Whether these consultations are held through public events, print notices, online via email or social media engagement there’s one constant that governments rely on – that people are willing to provide their views freely to government.
In some ways this might seem a no-brainer. A government is making a decision that will affect you – therefore you have an interest in responding.
However it is never as simple as that. It takes time (our scarcest resource) to respond to a Government consultation. Often, when there are specific forms to complete, processes to follow and events to attend, it can take a LOT of time.
Also the audience needs to feel that they will be listened to.
One of the more interesting consultations I participated in last year was by the ACT government who asked a question around how they consulted.

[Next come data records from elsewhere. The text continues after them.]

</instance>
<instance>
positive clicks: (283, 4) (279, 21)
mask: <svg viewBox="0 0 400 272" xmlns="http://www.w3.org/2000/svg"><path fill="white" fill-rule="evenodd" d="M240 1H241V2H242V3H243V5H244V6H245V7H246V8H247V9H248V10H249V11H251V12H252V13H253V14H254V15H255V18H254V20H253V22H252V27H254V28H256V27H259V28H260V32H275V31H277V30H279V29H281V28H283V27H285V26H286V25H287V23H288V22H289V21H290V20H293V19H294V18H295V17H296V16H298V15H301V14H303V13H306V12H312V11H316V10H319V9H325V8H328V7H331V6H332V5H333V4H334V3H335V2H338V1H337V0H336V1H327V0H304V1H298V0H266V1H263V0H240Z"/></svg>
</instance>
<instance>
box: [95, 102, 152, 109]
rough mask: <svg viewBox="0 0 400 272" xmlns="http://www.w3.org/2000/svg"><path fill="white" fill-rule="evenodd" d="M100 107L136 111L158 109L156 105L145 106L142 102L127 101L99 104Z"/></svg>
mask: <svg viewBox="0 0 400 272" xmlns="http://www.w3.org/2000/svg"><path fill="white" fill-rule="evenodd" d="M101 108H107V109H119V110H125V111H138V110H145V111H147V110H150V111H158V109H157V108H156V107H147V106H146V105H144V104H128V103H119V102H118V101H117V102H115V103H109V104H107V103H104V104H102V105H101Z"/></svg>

A frequently expressed view was that many people felt no incentive to participate in government consultations because their views would be ignored. Why waste time responding if you don’t feel your views will make any difference?
Even harder to justify are peoples’ participation in engagements where the public is providing a service to government (or other organisations) for no direct payment.
So what’s the secret to encouraging greater engagement by citizens in consultations and similar ‘you tell us’ initiatives by government?
The answer is simple. Value given for value received.
Most people want feedback to tell them that they have been heard.